Bruce had an interview on Wednesday for a teaching position. He felt so good about the interview and we were finally feeling optimistic that things would change for the good. It would have provided us with insurance in time for our little girl to be born. It would have put us in a position to get out of debt (which we have accumulated more of since being out of work for nearly a year). It would have answered our questions on what to do. But this morning, he received a phone call telling him that they had chosen someone else. He is very discouraged. I am very discouraged. We don't really know what to do at this point.

We felt so strongly in March that we were making the right decision with me being a stay at home mom. It really honestly felt like that was what we were supposed to do. We felt the same way when we found out we were pregnant. It wasn't the best circumstances, but we believed that Heavenly Father would take care of us. Nine months sounds like forever and we figured that Bruce would most assuredly have a job by then. We are now nearing the deadline for him to get a job with the wonderful 90 day waiting period that most jobs have for insurance. And there is nothing in sight. Part of the problem is that my going back to work now is a little harder. Who is going to hire a woman who is almost six months pregnant? I really don't want to go back to work, either. I feel like that is giving up on what we felt was right. So what do we do?

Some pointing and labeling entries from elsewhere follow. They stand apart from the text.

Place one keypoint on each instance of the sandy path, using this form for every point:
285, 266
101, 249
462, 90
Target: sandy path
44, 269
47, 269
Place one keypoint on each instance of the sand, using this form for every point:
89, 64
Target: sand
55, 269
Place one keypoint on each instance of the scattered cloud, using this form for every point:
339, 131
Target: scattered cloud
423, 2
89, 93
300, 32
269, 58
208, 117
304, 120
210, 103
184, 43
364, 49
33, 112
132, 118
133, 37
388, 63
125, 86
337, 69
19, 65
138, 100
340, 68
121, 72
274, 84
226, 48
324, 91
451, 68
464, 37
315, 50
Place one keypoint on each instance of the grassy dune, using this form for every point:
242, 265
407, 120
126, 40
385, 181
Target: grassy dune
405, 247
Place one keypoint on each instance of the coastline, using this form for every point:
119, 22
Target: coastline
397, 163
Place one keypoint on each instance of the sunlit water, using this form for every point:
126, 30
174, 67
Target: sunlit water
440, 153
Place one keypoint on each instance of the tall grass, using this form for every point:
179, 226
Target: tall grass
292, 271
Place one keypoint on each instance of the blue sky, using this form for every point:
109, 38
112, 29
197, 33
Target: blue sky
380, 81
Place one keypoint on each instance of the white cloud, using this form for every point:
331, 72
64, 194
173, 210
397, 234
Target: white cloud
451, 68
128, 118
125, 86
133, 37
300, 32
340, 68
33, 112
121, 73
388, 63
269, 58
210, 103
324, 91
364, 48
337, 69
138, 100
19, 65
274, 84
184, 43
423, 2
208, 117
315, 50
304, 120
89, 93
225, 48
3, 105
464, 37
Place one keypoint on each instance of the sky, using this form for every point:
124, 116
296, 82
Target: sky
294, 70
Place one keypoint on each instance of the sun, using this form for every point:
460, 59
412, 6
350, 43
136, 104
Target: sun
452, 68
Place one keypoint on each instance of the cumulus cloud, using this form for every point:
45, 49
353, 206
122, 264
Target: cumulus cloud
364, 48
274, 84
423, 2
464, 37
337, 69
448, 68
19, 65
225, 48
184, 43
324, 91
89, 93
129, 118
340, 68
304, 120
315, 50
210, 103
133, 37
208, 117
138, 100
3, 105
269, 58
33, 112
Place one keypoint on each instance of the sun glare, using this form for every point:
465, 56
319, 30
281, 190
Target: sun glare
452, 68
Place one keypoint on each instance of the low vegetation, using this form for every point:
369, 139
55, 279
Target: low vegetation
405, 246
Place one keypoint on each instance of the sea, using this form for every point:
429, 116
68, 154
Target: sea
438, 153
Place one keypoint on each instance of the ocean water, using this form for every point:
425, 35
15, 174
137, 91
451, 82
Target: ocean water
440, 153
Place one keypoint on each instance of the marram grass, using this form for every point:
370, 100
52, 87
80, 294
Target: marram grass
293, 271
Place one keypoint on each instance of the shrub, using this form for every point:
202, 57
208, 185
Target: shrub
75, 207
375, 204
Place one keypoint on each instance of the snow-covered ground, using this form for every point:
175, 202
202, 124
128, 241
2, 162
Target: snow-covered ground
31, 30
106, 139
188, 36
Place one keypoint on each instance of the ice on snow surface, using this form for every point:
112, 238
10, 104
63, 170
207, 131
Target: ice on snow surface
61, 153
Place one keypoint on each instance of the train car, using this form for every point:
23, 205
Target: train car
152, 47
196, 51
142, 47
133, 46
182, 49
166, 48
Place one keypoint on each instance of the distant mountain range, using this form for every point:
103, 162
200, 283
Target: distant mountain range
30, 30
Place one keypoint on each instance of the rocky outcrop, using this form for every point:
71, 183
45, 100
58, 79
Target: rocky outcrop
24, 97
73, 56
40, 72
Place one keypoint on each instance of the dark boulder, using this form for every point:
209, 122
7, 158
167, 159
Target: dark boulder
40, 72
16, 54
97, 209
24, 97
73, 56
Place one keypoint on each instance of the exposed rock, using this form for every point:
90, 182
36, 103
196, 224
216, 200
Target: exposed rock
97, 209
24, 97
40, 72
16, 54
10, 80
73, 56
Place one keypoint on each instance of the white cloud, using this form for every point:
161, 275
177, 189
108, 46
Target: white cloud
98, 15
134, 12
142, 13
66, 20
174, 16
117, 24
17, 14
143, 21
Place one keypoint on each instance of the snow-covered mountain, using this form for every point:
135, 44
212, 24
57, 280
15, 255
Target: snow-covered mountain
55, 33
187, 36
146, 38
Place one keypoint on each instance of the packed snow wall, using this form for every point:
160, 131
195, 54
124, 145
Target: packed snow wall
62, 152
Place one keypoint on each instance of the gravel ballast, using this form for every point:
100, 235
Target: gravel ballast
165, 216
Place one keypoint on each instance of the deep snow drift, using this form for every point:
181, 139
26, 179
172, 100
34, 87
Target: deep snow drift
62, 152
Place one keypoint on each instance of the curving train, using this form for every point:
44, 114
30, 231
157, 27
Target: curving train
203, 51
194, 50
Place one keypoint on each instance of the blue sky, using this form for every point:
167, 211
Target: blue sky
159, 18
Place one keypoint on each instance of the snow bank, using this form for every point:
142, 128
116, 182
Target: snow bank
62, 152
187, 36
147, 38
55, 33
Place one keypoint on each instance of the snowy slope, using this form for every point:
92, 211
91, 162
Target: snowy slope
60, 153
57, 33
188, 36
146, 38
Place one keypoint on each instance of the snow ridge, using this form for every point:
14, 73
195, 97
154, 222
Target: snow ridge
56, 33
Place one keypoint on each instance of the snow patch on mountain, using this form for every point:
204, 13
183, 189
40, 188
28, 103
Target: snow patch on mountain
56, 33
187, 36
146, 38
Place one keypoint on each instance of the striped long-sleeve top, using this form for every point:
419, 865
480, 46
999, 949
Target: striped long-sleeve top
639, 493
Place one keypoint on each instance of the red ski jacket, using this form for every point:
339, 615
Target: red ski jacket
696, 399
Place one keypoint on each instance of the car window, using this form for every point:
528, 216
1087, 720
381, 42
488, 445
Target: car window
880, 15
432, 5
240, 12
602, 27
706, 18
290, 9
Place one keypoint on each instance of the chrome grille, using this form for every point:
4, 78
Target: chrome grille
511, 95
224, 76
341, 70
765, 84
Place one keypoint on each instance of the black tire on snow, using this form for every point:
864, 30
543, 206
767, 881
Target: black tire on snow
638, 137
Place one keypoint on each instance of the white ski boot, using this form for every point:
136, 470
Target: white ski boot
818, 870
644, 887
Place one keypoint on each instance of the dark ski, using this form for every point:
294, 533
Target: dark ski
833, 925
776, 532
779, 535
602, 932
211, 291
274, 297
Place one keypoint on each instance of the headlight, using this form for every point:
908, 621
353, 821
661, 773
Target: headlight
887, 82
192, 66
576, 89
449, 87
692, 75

How do you maintain your faith when it feels like nothing is happening in the way you need it to? We keep getting blessing that just tell us to be patient and faithful, but how long can we do that? Bruce is at the end of his rope and is honestly thinking of giving up his dream of teaching. I hate to see him do that because he is so wonderful at it and I feel like that is what he should do. At what point, though, do we face the reality that this isn't working for us?

I guess I need some faith affirming miracles in our life. We have such a sweet little boy and we want our family to continue to grow and develop. That is extremely hard, though, when we are living with family because we can't afford housing right now. It is even harder to develop our own family traditions and practices when you are living with other people. We are ready for our miracle. We are in desperate need of our miracle.

Enough of the negative. No more complaining. I know that compared to a lot of people, we are so lucky. I just have to keep reminding myself of that.